Also, it would not be advisable to include non-chapter members in your member email grouping.  Try creating a separate "group" or "distribution list" for non-members.


----------



## astrong3 (May 21, 2009)

tonamoore,

No you do not have to be a member to attend your local chapter meetings.

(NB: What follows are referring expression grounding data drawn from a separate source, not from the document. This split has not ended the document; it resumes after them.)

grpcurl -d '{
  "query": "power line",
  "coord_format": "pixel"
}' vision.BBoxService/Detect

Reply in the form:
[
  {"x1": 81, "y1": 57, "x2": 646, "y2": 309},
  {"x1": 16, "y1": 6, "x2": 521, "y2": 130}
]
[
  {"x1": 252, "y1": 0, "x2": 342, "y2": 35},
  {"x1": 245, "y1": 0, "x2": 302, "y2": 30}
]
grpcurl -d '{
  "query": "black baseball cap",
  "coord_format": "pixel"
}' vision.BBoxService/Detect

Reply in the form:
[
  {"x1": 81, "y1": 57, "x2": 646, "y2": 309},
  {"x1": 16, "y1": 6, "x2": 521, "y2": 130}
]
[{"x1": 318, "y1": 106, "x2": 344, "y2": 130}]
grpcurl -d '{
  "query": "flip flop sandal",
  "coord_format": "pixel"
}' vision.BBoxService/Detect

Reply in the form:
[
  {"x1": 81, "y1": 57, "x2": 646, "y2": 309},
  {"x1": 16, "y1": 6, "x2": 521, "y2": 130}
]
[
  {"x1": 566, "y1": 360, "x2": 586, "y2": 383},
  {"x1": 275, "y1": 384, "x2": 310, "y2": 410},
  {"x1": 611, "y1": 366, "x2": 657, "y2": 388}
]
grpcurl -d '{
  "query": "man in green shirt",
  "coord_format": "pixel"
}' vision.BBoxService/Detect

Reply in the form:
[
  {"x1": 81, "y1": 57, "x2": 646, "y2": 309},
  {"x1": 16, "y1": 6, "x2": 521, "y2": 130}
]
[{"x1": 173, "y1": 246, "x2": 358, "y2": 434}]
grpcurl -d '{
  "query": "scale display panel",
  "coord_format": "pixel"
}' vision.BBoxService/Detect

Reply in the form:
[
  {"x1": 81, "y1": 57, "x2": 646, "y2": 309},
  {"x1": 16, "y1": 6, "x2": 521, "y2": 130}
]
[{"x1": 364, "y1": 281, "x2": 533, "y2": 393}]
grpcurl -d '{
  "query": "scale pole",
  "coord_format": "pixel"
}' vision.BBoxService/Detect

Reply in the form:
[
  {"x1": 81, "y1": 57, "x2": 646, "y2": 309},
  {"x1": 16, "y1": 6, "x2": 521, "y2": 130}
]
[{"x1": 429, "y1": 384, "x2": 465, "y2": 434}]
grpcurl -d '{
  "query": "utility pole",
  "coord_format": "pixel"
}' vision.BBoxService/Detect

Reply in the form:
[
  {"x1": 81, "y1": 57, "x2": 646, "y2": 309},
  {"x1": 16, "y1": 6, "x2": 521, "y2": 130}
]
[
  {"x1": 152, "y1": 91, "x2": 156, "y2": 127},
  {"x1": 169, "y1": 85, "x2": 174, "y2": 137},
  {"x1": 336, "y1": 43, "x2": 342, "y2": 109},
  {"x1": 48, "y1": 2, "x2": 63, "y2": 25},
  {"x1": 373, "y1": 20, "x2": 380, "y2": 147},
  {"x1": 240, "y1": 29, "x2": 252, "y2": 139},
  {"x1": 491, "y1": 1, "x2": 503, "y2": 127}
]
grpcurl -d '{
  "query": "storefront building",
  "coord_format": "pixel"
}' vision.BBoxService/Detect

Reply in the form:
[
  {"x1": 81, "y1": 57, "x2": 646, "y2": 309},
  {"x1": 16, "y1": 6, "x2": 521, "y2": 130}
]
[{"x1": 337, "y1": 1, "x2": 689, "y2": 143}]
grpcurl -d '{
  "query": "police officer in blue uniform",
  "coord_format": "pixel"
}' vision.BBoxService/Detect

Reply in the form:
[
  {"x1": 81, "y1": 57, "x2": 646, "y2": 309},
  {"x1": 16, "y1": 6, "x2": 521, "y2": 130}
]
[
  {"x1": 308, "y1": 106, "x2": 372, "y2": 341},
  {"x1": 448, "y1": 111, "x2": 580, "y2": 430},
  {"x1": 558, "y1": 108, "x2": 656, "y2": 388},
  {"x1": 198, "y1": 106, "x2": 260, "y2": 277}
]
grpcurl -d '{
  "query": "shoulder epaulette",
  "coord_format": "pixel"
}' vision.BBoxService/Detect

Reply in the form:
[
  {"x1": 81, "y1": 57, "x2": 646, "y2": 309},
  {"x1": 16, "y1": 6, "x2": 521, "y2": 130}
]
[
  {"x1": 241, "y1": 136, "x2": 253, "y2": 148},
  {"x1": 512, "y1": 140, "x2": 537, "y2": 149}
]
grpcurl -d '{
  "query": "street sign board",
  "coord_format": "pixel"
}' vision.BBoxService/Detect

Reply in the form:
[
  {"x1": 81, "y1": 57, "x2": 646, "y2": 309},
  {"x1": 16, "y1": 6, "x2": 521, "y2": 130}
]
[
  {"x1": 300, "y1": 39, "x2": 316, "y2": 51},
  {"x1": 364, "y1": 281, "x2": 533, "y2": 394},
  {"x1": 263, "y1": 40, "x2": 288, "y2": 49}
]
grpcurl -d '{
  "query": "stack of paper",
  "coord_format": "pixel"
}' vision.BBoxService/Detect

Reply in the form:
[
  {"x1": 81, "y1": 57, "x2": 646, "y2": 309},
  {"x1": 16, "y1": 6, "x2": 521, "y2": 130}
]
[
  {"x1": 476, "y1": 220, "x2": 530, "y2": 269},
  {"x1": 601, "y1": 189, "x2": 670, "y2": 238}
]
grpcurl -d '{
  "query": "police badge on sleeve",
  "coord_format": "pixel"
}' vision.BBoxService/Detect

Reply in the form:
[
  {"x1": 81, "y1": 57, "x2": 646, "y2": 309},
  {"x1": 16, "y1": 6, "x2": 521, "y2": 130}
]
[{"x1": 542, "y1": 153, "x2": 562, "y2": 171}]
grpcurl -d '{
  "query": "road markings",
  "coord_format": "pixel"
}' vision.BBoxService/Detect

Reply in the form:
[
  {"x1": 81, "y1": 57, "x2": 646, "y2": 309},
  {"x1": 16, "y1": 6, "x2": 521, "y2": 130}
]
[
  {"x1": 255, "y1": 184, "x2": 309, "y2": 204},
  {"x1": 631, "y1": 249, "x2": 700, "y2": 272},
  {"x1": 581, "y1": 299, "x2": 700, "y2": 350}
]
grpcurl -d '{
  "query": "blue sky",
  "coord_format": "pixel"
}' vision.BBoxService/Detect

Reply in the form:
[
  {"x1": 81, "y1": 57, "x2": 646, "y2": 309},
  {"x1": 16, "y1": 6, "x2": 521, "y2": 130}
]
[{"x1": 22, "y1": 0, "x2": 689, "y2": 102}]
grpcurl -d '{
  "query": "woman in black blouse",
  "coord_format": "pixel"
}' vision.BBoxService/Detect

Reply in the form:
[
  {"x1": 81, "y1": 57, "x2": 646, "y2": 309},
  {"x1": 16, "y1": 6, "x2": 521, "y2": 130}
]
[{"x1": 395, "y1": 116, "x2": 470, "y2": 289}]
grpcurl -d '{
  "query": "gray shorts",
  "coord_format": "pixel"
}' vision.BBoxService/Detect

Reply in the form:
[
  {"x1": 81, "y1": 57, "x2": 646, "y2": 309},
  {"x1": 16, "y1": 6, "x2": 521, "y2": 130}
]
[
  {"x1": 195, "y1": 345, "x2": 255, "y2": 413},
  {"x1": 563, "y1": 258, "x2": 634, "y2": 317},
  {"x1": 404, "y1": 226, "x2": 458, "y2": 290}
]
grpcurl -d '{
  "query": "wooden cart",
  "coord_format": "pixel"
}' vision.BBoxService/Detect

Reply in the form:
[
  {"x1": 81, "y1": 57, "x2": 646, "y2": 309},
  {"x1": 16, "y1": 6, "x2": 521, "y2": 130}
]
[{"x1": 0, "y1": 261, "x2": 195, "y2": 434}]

The meetings are to educated and inform us on the changes that are going on in our changing, growing field. 

If you have any further questions, I can be reached at astrong27@yahoo.com.

Sincerely,
Ange'l Strong
President, 2009
Sacramento Chapter


----------



## astrong3 (May 21, 2009)

*Blind Copy!*

Susan Ward,

Can the Blind Copy also work on using Yahoo email?

Please let me know.

Thanks,
Ange'l Strong
President, 2009
Sacramento Chapter


----------



## fredabrinson (May 27, 2009)

*Attending Chapter Meetings for non-AAPC members*

Just a little more info regarding the comment of not needing to be a member of AAPC to attend chapter meetings; there is a limit of three times a visitor or guest can attend a chapter meeting without joining.  Prior to the fourth attendance, the visitor would need to join AAPC.

This information can be found in the Local Chapter 2009 Handbook, Chapter 7, bullet 1.  "Non-AAPC members may attend up to three local chapter meetings before becoming a member of the AAPC".

Thanks,
Freda Brinson
Savannah, GA


----------